Hugging a corner and an adjacent wall of the gallery, respectively, were JP Textile/Text 1 and 2, both 2021. At first glance, they appeared to be found objects, comprising long swaths of mottled fabric stretched out from wall-mounted metal dispensers. Yet after a bit more time with these works, I saw that Reichek was poking fun at Jackson Pollock’s overcooked legacy (and at Harold Rosenberg’s designation of lazy AbEx as “apocalyptic wallpaper”). Each piece showcases a length of Kravet Inc.’s Spatter fabric—a commercially printed textile with an allover Jack-the-Dripper effluence—onto which Reichek digitally stitched twenty-five citations pulled from the artist’s capacious bibliography. From Jackson Pollock, Frank O’Hara’s 1959 book on the painter, to a 2017 volume of the Artist Series from New York’s Museum of Modern Art, each reference was given its own distinct font and placed within the composition—in a curved or sloped line, in a circle, or crisscrossed with another text—at least three times over the length of the fabric. Using two versions of Spatter, Reichek mimicked the textile’s colorways with several similarly hued threads. Consequently, Pollock’s critical, commercial, and mainstream successes were brought down a peg by Reichek’s complicated and clever brand of shade—a “twisting” à la Sillman.

On a nearby wall, twenty-six variously sized digitally and hand-sewn embroideries were hung salon style. The installation seemed like a compendium of works by artists who have depicted fashion, interior design, and other forms of angewandte kunst across the centuries—from Albrecht Dürer’s renderings of pillows and a Michelangelo drapery study to Edgar Degas’s bows and Eugène Delacroix’s Algerian robes, to Varvara Stepanova’s sportswear and, my personal favorite, Jean-Antoine Watteau’s depiction of a faceless Pierrot. Also on view were borrowings from Bronzino, John Currin, Artemisia Gentileschi, Kerry James Marshall, Wayne Thiebaud, and Édouard Vuillard, among many others. It was amusing to guess which work had been made manually by Reichek and which had not (hint: The more densely threaded pieces were digital), and then to realize that each piece essentially brought painting back to its grounds, i.e., to canvas, to fabric.

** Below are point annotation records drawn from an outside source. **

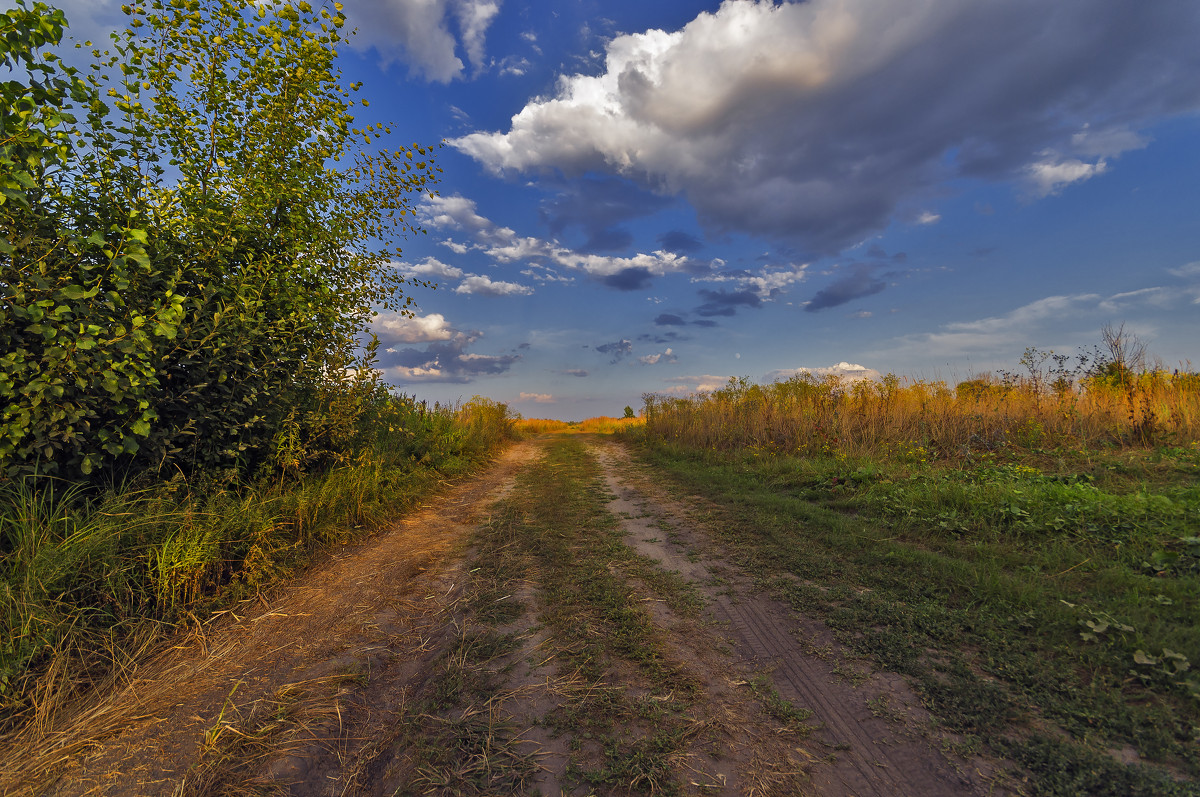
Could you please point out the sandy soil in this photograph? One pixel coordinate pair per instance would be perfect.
(328, 663)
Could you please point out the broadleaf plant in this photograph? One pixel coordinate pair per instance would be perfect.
(193, 238)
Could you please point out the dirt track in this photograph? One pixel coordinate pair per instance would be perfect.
(323, 669)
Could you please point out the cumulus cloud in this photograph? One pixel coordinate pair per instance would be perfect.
(617, 349)
(484, 286)
(844, 371)
(631, 279)
(822, 120)
(858, 283)
(431, 269)
(1053, 174)
(702, 383)
(419, 33)
(394, 328)
(504, 245)
(661, 357)
(766, 283)
(681, 243)
(726, 303)
(538, 397)
(444, 355)
(1186, 270)
(598, 205)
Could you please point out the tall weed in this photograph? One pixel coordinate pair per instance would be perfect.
(85, 575)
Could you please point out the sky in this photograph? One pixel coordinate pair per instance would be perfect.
(654, 197)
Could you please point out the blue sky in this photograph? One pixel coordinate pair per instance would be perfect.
(653, 197)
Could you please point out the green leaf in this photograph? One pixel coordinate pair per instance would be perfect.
(1141, 657)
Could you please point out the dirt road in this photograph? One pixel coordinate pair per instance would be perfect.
(370, 676)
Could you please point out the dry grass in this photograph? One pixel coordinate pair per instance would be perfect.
(930, 419)
(599, 425)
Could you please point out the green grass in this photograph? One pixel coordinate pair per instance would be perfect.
(628, 712)
(89, 580)
(1047, 605)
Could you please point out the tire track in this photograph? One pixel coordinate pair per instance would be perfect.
(870, 755)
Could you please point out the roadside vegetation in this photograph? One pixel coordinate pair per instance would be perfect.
(1024, 547)
(91, 579)
(599, 425)
(193, 238)
(558, 659)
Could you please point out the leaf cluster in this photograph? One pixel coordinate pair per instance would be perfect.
(192, 239)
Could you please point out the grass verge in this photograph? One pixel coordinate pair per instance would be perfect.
(1045, 606)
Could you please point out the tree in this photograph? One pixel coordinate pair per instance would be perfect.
(189, 270)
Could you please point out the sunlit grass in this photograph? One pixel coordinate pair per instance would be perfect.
(599, 425)
(87, 575)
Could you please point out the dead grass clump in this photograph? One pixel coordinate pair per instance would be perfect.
(808, 414)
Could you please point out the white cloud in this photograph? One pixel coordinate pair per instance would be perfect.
(429, 348)
(1053, 174)
(661, 357)
(429, 269)
(845, 371)
(765, 282)
(420, 329)
(702, 383)
(819, 120)
(504, 245)
(419, 33)
(484, 286)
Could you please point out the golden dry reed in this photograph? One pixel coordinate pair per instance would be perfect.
(600, 425)
(807, 414)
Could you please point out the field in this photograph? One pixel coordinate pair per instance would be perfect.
(1027, 557)
(747, 591)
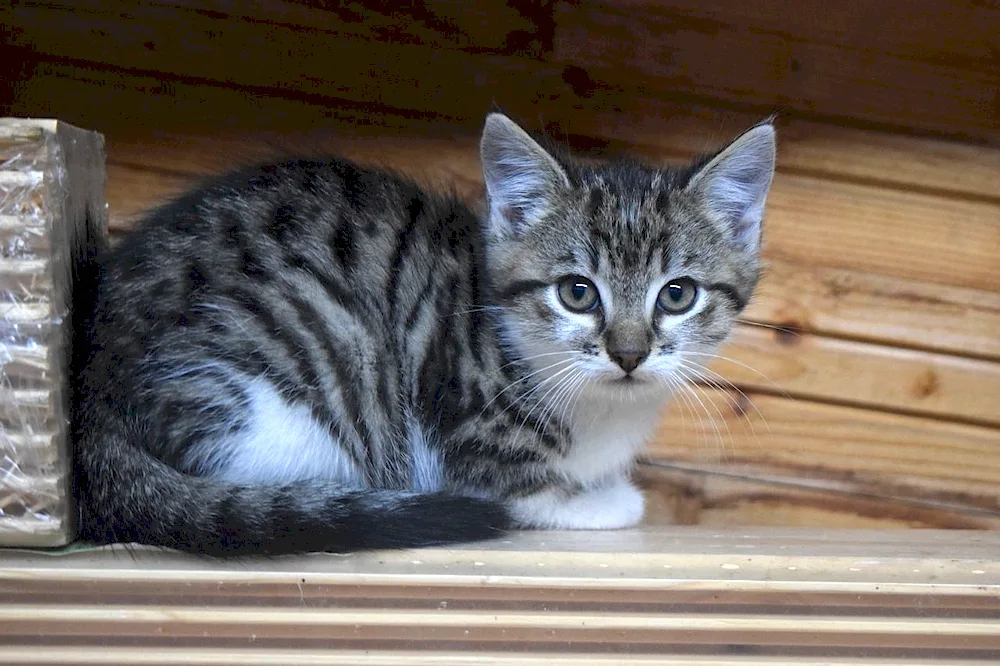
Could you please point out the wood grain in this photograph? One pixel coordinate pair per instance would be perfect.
(862, 305)
(137, 109)
(278, 58)
(713, 495)
(289, 657)
(816, 367)
(889, 454)
(661, 50)
(701, 593)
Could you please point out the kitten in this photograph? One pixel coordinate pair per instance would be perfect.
(315, 356)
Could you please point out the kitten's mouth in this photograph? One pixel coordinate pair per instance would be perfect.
(628, 380)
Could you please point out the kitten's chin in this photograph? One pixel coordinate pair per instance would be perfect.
(628, 388)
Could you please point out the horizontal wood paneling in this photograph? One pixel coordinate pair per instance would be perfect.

A few more works containing excerpts from writings by Tracy Chevalier, Susan Howe, and Barbara Pym recalled Reichek’s last solo outing at this gallery, “Sight Unseen,” which featured embroideries that borrowed lines from stories, plays, and poems. (Remember that the words text and textile both come from the Latin texere, to weave.) Turkey-Work (Susan Howe), 2020, for example, quoted the titular poet’s lines on “one of the most misunderstood materials in decorative art studies,” a form of needlework that has roots in sixteenth-century England—a bastardization of the weaving technique used to make Turkish carpets. Suitably, a bright-red turkey-work frame surrounds the textile.

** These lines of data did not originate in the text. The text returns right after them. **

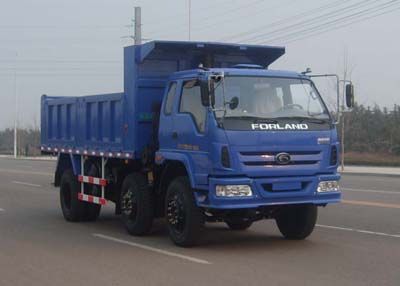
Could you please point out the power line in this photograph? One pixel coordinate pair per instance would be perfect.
(57, 61)
(234, 19)
(285, 20)
(58, 27)
(206, 18)
(342, 26)
(337, 20)
(324, 16)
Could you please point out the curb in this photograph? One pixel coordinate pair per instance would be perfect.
(47, 158)
(370, 174)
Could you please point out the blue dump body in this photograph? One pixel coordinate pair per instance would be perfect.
(189, 117)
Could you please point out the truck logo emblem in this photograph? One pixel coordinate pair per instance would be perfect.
(282, 158)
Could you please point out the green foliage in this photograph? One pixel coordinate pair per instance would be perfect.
(372, 130)
(28, 142)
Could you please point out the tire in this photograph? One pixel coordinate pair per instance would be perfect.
(185, 220)
(238, 223)
(73, 209)
(298, 221)
(137, 205)
(92, 211)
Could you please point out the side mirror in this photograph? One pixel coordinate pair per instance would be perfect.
(205, 92)
(350, 95)
(234, 103)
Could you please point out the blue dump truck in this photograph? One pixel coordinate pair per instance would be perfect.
(203, 132)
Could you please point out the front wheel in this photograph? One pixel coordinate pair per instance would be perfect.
(297, 221)
(184, 219)
(137, 205)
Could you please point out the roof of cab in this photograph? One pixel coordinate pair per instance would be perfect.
(237, 72)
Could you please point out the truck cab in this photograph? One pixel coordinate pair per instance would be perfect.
(256, 141)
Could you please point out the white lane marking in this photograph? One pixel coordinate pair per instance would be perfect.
(359, 230)
(153, 249)
(26, 184)
(371, 191)
(11, 171)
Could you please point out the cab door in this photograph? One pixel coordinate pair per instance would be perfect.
(166, 129)
(191, 130)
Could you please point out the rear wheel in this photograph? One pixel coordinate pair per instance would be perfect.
(72, 208)
(297, 221)
(137, 206)
(184, 219)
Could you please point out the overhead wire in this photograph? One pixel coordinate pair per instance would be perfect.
(309, 21)
(358, 14)
(285, 20)
(342, 26)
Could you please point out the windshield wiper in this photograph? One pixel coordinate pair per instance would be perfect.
(255, 119)
(302, 119)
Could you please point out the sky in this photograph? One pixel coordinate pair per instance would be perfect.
(72, 48)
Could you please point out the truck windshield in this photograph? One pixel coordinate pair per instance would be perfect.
(268, 98)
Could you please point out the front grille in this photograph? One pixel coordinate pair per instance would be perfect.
(273, 153)
(267, 158)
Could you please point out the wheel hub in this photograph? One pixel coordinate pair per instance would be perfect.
(176, 213)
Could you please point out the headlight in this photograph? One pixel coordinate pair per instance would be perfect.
(328, 186)
(233, 191)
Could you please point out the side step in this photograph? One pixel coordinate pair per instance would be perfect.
(92, 180)
(92, 199)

In a second room, Reichek staged a tongue-in-cheek homage to Henri Matisse: Set onto a commercially made carpet with organic patterns based on the painter’s cutouts were examples of the types of parlor furniture Matisse owned alongside several potted Monstera plants (whose forms inspired the artist to create the cutouts) and a double-sided green velvet folding screen. Images of these partitions can be found throughout his oeuvre, and onto hers Reichek affixed an assortment of ready-made Matissean products, with pictures of his studios and source imagery, emphasizing his colonialist and sexist gaze. Beautifully researched, the installation also included a grid of swatches reproducing Matisse’s Blue Nude II, 1952, and brightly hued, hand-embroidered reproductions of his notes for three of his tapestry works. Imitation is the sincerest form of flattery, yet Reichek’s work is not mediocre by any stretch of the imagination, as few artists have deconstructed and dismantled the myth of the modernist male “genius” as tartly as she has.